Henry Cope works at both the Royal Marsten and Great Ormond Street Hospitals in London as a bioinformatician, helping to improve their clinical genomics workflows. Each of these hospitals use genetic screening and analysis for different ends. Royal Marsten looks for somatic genetic variation in tumour samples, while Great Ormond Street’s focus is more directed towards diagnostic variants. 

The clinical genomics workflow starts with the collection of samples which are collected and sequenced via next generation sequencing. The sequencing data are automatically processed to identify variants and uploaded to a web server where clinical scientists can add their interpretations. A report is then generated and sent to the clinician who can assign a clinical outcome such as changes to treatment, further testing, or diagnosis. 

The increased use of the NHS genetic testing directory has seen an increase in samples in recent years, with the Royal Marsten Hospital receiving up to 3,500 in some months. This growth in throughput and volume has led to a need for automation and streamlining of processes to make them more efficient. 

Developments in artificial intelligence and machine learning technologies are one of the ways the clinical genomics workflow is being automated. Transformer-based AI models, like large language models (LLMs), rely on self-attention mechanisms which capture long-range contextual relationships between tokens. The transformer architecture allows for the automation of complex tasks, which can be applied to the genomics workflow. 

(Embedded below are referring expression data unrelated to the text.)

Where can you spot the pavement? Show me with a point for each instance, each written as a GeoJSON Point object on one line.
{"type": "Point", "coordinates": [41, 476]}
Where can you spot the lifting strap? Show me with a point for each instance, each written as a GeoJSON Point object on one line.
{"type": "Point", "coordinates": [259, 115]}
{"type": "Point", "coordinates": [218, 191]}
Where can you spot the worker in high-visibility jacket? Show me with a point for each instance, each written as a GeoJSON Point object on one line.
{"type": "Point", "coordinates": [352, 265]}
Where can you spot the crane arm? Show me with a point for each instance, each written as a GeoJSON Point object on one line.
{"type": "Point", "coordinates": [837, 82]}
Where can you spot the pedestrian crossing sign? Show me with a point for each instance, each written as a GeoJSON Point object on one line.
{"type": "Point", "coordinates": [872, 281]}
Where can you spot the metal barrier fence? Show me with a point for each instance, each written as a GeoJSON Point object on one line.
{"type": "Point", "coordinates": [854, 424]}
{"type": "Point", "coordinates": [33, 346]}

Cope highlighted a project which aimed to integrate LLMs into genomic reporting. When the bioinformatics pipeline has outputted its report, it is checked by a clinical scientist and written up as a summary. This project aimed to streamline the clinical summary writing process using AI, particularly for straightforward cases, to alleviate this bottleneck in the workflow. Retrieval-augmented generation is used enhance model accuracy by providing context from structured guidelines and scientific literature. Cope described how this helped to prevent errors and hallucinations in AI-generated summaries.  

Looking forward, Cope also highlighted the potential for language models in querying databases, translating natural language into structured queries in SQL. This could assist in bioinformatics development and indicates a broad scope for AI applications in genomics.